The latest victim of New York nightlife in the city is Jennifer Moore, 18, of Harrington Park, New Jersey. Jennifer Moore was assassinated just five months after a graduate student woman disappeared after leaving a popular bar in SoHo. The student, IMET St. Guillen 24 years, was drinking alone,in a bar called the Falls up close. Her naked body was discovered the next day wrapped in a blanket in a swampy area near the Belt Parkway in Brooklyn, New York. Darryl Littlejohn 41, a bouncer employed in the fall of a career criminal, had been charged with the murder. Draymond Coleman, 34, another career criminal, and a pimp is accused of beating and strangling Jennifer Moore to death in a hotel Weekhawken. His body was found in a dustbin in a parking lot in a squalid neighborhood of NewJersey on the Hudson River, west of New York.

Further research and there are other circumstances similar to alcohol and murdering young women. Last October, Tabitha Perez, a saleswoman for 24 years in the Bronx, was shot outside a bar in the Viva upper Manhattan.
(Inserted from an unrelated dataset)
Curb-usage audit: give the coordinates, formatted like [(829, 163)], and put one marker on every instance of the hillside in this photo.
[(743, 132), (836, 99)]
In April, a 21 - year old woman from Newark, New Jersey, Jessica Martinez, was struck by a car while crossing the West Side Highway after leaving a nearby nightclub, where she had been drinking.Another New Jersey College student, Mark Fisher, 19, was killed in 2003 after a night of partying in Manhattan and Brooklyn, ending with him alone among strangers, two of whom were convicted in the robbery and murder.

Recent studies in New York City has been in the spotlight due to a sharp increase in bars and nightclubs, but a greater number of homicides occur in other districts. Reports on Saturday night outside the nightclub in less affluent neighborhoods in Queens,Brooklyn, the Bronx and occurs regularly.

Andrew Karmen, a sociology professor at John Jay College of Criminal Justice, said that "the drug most involved in violence is alcohol." Being under the influence of alcohol has been shown repeatedly to increase the may be a victim or offender.